Popular media articles and interviews often do not, and cannot, go very deep into a subject; but they can frame and prioritize things accurately. They can serve as a gateway for those who want to investigate further, so the resource links in the sidebar are useful. Given the focus on Hoopes and Pinchbeck, and a look at the overall "2012 phenomenon", rather than the cutting-edge research into the thing-in-itself, King did a good job of addressing a difficult subject. Although Terence McKenna posted my breakthrough article of 1994 on his website long ago, the link to it in the sidebar is best switched to: http://www.alignment2012.com/why2012.html Another "well framed" article is the New York Times piece of July 1, 2007, cited in the sidebar, which has recently been revised and reprinted in the Special Edition of the U.S. News and World Report magazine.

Thank you to Robert Sitler for clarifying the existence of the Tortuguero monument. One thing in this regards persistently escapes scholarly attention, although I immediately pointed it out on the U.T. Meso discussion group when the text was deciphered last year — the presence of the Maya deity Bolon Yok-te in the text indicates a Creation event, because Bolon Tok-te is a "creation lord" and is present on many of the other period-ending Creation texts. I wrote about this last year in my article "The Mayan Lord of Creation and 2012" (where a quote of Matthew Looper's words reaffirms my position) and in more detail on my website: http://www.alignment2012.com/bolon-yokte.html.
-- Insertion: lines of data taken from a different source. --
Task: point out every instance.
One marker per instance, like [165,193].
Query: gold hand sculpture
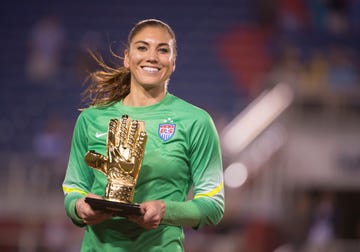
[125,148]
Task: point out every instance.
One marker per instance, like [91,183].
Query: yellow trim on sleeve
[211,193]
[71,190]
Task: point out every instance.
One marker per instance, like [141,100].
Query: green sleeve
[79,177]
[207,205]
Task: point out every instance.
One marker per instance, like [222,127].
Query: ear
[126,59]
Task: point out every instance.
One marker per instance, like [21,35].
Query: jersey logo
[166,131]
[98,135]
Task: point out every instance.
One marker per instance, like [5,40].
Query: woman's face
[150,57]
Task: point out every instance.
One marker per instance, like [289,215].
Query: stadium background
[295,182]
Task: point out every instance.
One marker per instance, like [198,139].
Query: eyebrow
[144,42]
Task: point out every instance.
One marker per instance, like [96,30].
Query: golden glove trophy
[125,147]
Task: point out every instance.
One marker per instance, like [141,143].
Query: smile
[151,69]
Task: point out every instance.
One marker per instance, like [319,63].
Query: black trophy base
[116,208]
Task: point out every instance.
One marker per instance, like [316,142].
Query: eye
[141,48]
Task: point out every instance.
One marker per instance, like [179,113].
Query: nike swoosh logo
[97,135]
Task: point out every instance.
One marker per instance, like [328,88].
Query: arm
[78,176]
[207,205]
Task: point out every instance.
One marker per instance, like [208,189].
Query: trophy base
[116,208]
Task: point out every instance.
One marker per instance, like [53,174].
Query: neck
[136,98]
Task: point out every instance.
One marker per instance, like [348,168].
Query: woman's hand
[87,214]
[153,212]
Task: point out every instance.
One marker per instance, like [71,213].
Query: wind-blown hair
[111,84]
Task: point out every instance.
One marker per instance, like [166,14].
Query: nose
[153,55]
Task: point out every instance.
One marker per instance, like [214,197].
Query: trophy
[125,148]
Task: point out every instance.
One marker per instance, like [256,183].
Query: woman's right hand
[87,214]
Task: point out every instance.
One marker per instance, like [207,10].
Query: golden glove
[125,148]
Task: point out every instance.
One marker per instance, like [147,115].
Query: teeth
[151,69]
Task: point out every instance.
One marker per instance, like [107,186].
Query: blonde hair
[111,84]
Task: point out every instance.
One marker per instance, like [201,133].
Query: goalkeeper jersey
[182,154]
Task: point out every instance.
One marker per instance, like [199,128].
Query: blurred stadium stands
[301,191]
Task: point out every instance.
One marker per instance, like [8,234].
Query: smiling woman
[182,152]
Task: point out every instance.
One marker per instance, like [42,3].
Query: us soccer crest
[166,131]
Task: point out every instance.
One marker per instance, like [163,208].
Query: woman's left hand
[153,212]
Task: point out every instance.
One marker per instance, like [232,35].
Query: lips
[151,69]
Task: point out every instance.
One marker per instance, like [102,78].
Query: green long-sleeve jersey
[182,153]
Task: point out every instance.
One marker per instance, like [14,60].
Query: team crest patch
[166,131]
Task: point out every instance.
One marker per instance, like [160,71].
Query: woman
[186,157]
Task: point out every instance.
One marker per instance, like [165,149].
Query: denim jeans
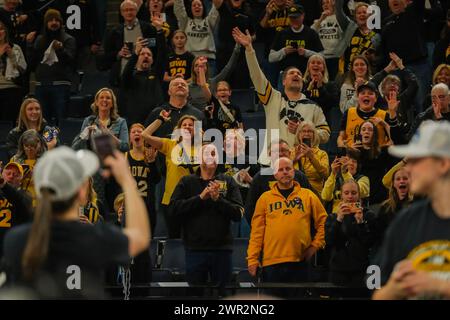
[53,99]
[213,265]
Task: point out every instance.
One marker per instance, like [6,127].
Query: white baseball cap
[64,170]
[432,139]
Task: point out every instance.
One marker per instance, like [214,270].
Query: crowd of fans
[338,93]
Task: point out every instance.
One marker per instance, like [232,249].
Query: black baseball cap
[368,85]
[296,11]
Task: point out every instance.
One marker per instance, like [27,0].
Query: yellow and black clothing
[315,178]
[147,175]
[281,227]
[332,188]
[15,209]
[425,241]
[179,163]
[180,64]
[354,117]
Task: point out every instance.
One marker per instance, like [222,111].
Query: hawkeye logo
[287,205]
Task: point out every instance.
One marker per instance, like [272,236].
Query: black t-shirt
[307,39]
[418,234]
[90,247]
[180,64]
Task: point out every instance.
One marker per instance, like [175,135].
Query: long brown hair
[114,113]
[22,121]
[36,249]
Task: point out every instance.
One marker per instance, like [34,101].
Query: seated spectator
[309,158]
[199,27]
[358,74]
[342,169]
[282,229]
[120,42]
[206,203]
[330,34]
[350,232]
[440,107]
[358,39]
[222,114]
[30,117]
[93,210]
[234,13]
[318,87]
[179,61]
[144,169]
[12,71]
[53,71]
[181,158]
[264,179]
[295,44]
[355,116]
[391,86]
[202,85]
[15,204]
[284,110]
[374,159]
[31,147]
[141,89]
[32,256]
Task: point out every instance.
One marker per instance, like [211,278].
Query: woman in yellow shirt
[181,158]
[309,158]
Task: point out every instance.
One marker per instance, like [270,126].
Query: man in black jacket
[52,58]
[15,205]
[205,203]
[121,41]
[264,180]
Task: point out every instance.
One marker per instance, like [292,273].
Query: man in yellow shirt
[281,227]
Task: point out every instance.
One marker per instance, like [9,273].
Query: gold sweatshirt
[281,227]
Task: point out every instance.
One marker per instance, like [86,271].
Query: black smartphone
[307,141]
[103,145]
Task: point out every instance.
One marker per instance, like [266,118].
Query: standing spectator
[141,89]
[181,158]
[120,42]
[330,34]
[32,255]
[179,61]
[439,110]
[342,169]
[31,147]
[284,111]
[350,234]
[15,204]
[202,83]
[281,229]
[12,71]
[309,158]
[358,39]
[205,203]
[52,57]
[264,179]
[199,28]
[358,74]
[30,117]
[295,44]
[391,86]
[403,34]
[319,87]
[234,13]
[413,268]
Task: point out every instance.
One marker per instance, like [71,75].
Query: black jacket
[261,184]
[350,242]
[206,223]
[114,43]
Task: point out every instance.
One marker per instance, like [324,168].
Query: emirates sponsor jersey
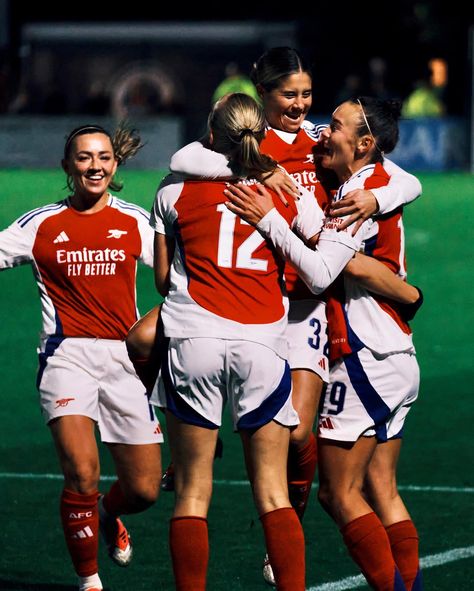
[294,152]
[356,317]
[226,281]
[84,265]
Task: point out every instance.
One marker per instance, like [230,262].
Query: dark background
[337,37]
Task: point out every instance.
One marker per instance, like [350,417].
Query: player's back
[231,270]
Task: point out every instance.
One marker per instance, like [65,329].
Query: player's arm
[378,278]
[360,204]
[162,218]
[318,268]
[16,243]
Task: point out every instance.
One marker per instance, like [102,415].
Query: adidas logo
[62,237]
[83,533]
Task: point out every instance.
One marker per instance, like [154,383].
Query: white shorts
[307,335]
[367,396]
[199,375]
[95,378]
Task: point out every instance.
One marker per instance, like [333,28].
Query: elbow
[354,271]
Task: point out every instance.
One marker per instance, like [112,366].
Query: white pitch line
[407,487]
[426,562]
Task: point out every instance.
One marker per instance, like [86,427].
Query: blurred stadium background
[60,67]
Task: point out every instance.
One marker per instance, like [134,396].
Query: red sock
[114,501]
[80,520]
[404,543]
[369,546]
[189,545]
[302,462]
[147,370]
[284,539]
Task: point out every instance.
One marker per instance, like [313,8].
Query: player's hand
[248,204]
[281,182]
[358,204]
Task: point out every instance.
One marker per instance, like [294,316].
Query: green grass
[438,450]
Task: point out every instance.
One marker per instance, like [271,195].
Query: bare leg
[192,450]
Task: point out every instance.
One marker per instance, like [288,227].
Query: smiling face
[287,105]
[344,151]
[91,164]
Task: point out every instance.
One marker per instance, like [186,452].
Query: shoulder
[313,130]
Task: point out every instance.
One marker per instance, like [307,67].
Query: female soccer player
[84,251]
[374,378]
[284,84]
[226,315]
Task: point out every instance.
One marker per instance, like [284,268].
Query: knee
[136,343]
[325,497]
[141,338]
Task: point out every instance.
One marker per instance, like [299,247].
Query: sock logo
[80,515]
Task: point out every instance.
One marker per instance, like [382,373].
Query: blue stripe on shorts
[373,403]
[270,406]
[178,406]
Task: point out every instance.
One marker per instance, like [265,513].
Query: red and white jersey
[225,279]
[356,317]
[294,152]
[84,265]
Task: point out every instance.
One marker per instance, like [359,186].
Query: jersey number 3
[225,248]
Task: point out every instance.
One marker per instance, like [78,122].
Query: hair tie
[244,132]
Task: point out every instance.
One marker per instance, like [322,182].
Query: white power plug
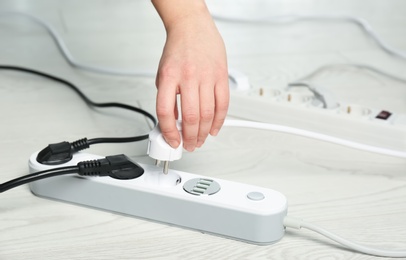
[160,150]
[210,205]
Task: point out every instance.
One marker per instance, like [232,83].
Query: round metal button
[201,186]
[255,196]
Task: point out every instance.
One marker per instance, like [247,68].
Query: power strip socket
[357,123]
[209,205]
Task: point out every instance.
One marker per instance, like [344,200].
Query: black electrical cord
[116,166]
[59,153]
[92,104]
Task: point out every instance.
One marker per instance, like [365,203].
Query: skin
[193,65]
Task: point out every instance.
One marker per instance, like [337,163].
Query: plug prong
[166,167]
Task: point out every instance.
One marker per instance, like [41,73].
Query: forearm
[173,12]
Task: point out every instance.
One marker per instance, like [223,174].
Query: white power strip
[301,109]
[234,210]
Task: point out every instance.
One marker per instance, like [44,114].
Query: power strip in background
[234,210]
[299,108]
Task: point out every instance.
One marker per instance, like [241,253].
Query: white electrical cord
[289,18]
[68,56]
[355,65]
[314,135]
[280,19]
[290,222]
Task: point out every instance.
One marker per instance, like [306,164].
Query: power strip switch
[210,205]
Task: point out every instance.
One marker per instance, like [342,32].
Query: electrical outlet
[303,110]
[210,205]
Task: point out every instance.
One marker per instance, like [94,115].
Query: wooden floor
[359,195]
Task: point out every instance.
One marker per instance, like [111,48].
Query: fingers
[221,92]
[207,106]
[190,114]
[203,109]
[166,110]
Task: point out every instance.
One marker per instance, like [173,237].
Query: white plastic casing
[239,211]
[159,149]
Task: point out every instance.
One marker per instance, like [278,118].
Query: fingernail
[214,132]
[189,148]
[173,143]
[199,144]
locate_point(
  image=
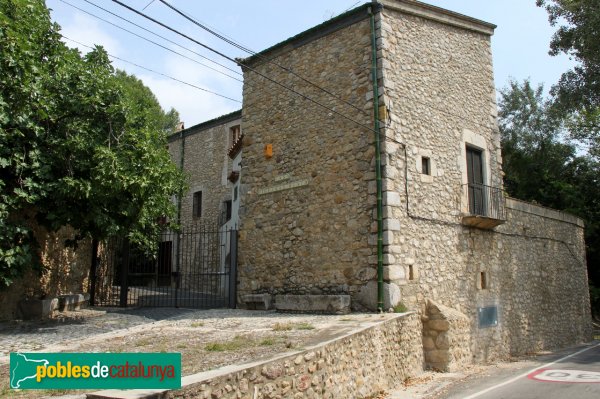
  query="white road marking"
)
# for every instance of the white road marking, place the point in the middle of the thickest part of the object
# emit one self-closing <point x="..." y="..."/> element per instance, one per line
<point x="569" y="376"/>
<point x="477" y="394"/>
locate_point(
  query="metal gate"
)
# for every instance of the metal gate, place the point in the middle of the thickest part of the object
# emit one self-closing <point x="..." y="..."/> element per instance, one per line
<point x="192" y="268"/>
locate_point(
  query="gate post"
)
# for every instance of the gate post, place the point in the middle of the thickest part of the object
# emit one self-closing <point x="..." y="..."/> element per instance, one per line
<point x="233" y="269"/>
<point x="124" y="273"/>
<point x="93" y="269"/>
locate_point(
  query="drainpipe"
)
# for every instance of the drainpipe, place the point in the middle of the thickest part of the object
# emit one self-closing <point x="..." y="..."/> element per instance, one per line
<point x="377" y="164"/>
<point x="179" y="200"/>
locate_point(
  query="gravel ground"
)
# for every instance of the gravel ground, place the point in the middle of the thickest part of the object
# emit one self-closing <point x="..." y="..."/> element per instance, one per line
<point x="206" y="339"/>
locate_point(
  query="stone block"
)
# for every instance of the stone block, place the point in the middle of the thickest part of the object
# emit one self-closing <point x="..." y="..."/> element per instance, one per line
<point x="258" y="301"/>
<point x="367" y="295"/>
<point x="37" y="309"/>
<point x="438" y="325"/>
<point x="73" y="301"/>
<point x="329" y="304"/>
<point x="437" y="356"/>
<point x="393" y="272"/>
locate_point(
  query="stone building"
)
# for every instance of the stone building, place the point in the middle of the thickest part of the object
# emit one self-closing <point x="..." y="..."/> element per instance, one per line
<point x="490" y="276"/>
<point x="202" y="153"/>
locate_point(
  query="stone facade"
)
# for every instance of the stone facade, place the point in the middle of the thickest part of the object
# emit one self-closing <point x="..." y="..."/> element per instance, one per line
<point x="201" y="151"/>
<point x="505" y="279"/>
<point x="308" y="209"/>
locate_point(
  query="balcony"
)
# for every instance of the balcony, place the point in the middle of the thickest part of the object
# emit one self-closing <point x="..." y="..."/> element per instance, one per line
<point x="486" y="206"/>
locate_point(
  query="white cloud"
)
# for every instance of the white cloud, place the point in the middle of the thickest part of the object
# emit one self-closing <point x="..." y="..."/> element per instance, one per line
<point x="86" y="30"/>
<point x="194" y="106"/>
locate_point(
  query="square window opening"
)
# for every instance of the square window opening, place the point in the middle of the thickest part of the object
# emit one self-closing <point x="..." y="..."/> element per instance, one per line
<point x="197" y="205"/>
<point x="426" y="166"/>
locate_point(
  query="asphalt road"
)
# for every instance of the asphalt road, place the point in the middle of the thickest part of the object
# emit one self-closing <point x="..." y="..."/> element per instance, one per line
<point x="573" y="374"/>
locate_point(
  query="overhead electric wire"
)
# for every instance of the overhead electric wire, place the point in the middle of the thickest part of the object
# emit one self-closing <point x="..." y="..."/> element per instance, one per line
<point x="162" y="37"/>
<point x="156" y="72"/>
<point x="151" y="41"/>
<point x="245" y="66"/>
<point x="258" y="55"/>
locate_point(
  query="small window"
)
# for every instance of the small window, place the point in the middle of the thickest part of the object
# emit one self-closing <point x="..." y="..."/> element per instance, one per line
<point x="227" y="210"/>
<point x="488" y="316"/>
<point x="235" y="133"/>
<point x="425" y="166"/>
<point x="483" y="277"/>
<point x="197" y="204"/>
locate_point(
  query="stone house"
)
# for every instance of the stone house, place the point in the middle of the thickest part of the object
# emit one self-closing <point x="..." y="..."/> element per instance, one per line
<point x="334" y="217"/>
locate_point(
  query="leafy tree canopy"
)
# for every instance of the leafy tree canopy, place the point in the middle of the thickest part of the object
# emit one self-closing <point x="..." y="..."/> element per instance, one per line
<point x="540" y="167"/>
<point x="578" y="91"/>
<point x="80" y="144"/>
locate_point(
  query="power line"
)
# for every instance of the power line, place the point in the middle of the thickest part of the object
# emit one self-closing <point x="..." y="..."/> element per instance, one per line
<point x="156" y="72"/>
<point x="245" y="66"/>
<point x="151" y="41"/>
<point x="249" y="51"/>
<point x="162" y="37"/>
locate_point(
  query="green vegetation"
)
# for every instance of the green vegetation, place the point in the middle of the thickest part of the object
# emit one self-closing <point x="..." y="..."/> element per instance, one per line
<point x="292" y="326"/>
<point x="542" y="166"/>
<point x="80" y="143"/>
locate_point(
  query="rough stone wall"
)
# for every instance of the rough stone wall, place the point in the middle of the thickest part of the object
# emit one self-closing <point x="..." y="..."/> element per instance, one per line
<point x="439" y="93"/>
<point x="354" y="366"/>
<point x="207" y="166"/>
<point x="446" y="338"/>
<point x="306" y="211"/>
<point x="65" y="271"/>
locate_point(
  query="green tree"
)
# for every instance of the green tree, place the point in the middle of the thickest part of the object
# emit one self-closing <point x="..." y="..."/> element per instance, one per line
<point x="80" y="145"/>
<point x="578" y="91"/>
<point x="539" y="166"/>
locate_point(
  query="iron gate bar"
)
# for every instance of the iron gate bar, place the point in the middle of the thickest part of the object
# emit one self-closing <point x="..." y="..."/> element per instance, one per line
<point x="204" y="257"/>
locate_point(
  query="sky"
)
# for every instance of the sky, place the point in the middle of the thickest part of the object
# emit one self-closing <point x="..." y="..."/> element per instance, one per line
<point x="519" y="45"/>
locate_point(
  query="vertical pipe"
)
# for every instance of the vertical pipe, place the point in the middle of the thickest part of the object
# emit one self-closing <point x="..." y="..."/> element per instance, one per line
<point x="377" y="163"/>
<point x="233" y="269"/>
<point x="93" y="269"/>
<point x="178" y="250"/>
That 2012 was thought of by the ancient Maya — as all cycle endings should rightly be thought of — as a "creation" or "cosmogenesis" is a now a demonstrable fact. So, the scholars will have to revise another previously held assumption. I guess the title of that book I wrote 11 years ago (Maya Cosmogenesis 2012) was prescient after all. These "details" unfortunately are beyond what can be treated in pop venues, as recent interviews I've done reveal, including the one that appeared in your local Kansan on November 15, 2007:
http://www.kansan.com/stories/2007/nov/15/end_world_we_know_it/ and the one that appeared this week in my local Northern Colorado free paper The Chronicle, and one that appeared last month in the Boulder Nexus magazine, not to mention the rather silly coverage this summer in Portland's Willamette Weekly. At least radio shows provide direct communication — of the fifty or so radio interviews I've done since August, check out Red Ice Creations out of Sweden.